It's been said that one should never work for a company they admire. I'm not sure I believe that, as I have worked for companies I've admired that made me a part of the family (looking at you, TWA, America West Airlines, Frontier Airlines, Continental Airlines, and Alaska Airlines). Then there have been some that are only admirable on the outside, but take a look behind the shiny kool-aid veneer, not everything is quite as rosy as they appear (in my case, it was post-Covid jetBlue Airways and Delta Air Lines).

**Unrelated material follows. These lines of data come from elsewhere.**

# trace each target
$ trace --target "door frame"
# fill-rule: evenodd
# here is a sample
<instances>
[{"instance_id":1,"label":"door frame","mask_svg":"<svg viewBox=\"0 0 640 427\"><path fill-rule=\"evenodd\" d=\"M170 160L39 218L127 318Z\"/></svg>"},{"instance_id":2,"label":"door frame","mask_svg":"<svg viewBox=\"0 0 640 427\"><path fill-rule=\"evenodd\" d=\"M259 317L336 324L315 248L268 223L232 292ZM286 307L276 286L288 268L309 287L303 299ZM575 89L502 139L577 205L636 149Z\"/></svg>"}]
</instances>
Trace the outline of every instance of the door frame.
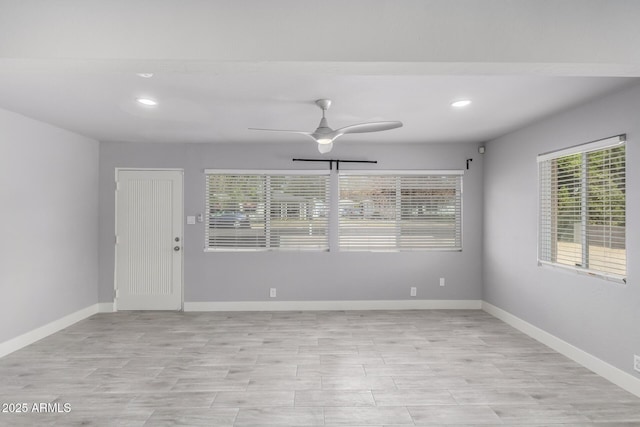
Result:
<instances>
[{"instance_id":1,"label":"door frame","mask_svg":"<svg viewBox=\"0 0 640 427\"><path fill-rule=\"evenodd\" d=\"M114 203L114 221L113 221L113 311L118 311L118 245L116 239L118 237L118 174L120 171L139 171L139 172L180 172L182 174L182 198L180 200L180 236L182 239L182 250L180 251L180 310L184 311L184 169L182 168L130 168L116 167L114 171L113 197Z\"/></svg>"}]
</instances>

Sadly, such is the case with Christopherson Business Travel out of Murray, Utah. This group used to be the shiniest beacon of the corporate travel landscape for decades, known the world over for their precise and competent, not to mention over-the-top care they take in making sure each client's travelers are booked and complete their trip with zero snafus. If something did happen in transit, the agent on the other end of the line or email was on top of it. When I first delved into the corporate side of booking travel, this is where I applied first. I didn't get it, but that was okay; I needed to gain some proper seasoning as an agent elsewhere first. But I digress, let's fast forward about a decade and a half.
Post Covid Ramping Up
There's no doubt about it: The 2020 COVID-19 pandemic nearly obliterated the travel industry worldwide. Countries were closing up not just daily but hourly. Travel industry cancellation departments were lit up like Christmas trees. I recall myself being on hold with Southwest Airlines' Group Desk for over five hours one day trying to get through to cancel out over a dozen group bookings I had with UNLV Athletics. It was a disaster for the industry as a whole; forget about the worldwide population.

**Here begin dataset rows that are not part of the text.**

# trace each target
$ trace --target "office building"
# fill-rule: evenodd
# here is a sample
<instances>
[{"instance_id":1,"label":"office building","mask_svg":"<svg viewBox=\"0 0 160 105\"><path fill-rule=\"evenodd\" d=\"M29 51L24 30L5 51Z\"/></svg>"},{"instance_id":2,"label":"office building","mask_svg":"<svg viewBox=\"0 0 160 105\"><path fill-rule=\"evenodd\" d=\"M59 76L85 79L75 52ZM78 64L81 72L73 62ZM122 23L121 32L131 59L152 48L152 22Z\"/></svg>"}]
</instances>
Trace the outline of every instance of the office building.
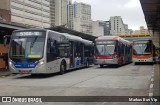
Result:
<instances>
[{"instance_id":1,"label":"office building","mask_svg":"<svg viewBox=\"0 0 160 105\"><path fill-rule=\"evenodd\" d=\"M123 23L121 16L110 17L110 33L112 35L130 34L128 25Z\"/></svg>"},{"instance_id":2,"label":"office building","mask_svg":"<svg viewBox=\"0 0 160 105\"><path fill-rule=\"evenodd\" d=\"M74 2L73 4L73 30L92 34L91 5Z\"/></svg>"},{"instance_id":3,"label":"office building","mask_svg":"<svg viewBox=\"0 0 160 105\"><path fill-rule=\"evenodd\" d=\"M10 12L11 22L50 27L50 0L0 0L0 9Z\"/></svg>"}]
</instances>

Once the all-clear was sounded and things were looking like they were coming back to normal, travel agencies, airlines, hotels, car hires, EVERYBODY had to figure out how to cope with the sudden insane demand. Admittedly, Leisure Travel came back with a vengeance; people the world over had enough of being stuck indoors and wanted out. Business Travel took a little bit longer, naturally, as more companies developed Work-From-Home or a hybrid work concept that really curtailed travel and their associated expenses.

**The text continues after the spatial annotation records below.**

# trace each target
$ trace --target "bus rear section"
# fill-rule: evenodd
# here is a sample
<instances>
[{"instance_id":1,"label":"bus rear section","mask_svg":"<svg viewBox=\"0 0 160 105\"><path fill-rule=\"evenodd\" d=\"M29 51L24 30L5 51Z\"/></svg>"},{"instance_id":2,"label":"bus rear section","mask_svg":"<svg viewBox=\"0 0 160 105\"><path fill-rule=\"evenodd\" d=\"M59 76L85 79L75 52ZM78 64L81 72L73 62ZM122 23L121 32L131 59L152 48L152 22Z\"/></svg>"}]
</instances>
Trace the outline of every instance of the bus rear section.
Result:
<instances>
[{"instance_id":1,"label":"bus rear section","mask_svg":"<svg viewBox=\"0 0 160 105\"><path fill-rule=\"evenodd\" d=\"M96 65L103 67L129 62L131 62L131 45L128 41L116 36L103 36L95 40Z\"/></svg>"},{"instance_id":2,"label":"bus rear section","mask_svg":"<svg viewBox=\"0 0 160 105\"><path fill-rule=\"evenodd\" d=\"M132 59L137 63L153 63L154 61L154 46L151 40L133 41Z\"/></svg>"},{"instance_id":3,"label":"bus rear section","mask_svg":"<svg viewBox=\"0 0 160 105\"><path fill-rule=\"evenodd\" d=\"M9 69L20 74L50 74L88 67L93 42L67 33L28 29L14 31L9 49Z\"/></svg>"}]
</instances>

Corporate travel agencies such as AMEX, Short's, and Christopherson had to realign and restructure their workforces, policies, and procedures to accommodate the changes happening at various travel vendors. Travelers saw more frequent use of in-phone apps (looking at you, Concur) and live up-to-the-minute adjustments on their bookings. If something went wrong, they'd call an agent. Or with many companies, Concur and other apps wouldn't allow the traveler to self-book for a myriad of contract-related reasons, so they would call an agent right from square one.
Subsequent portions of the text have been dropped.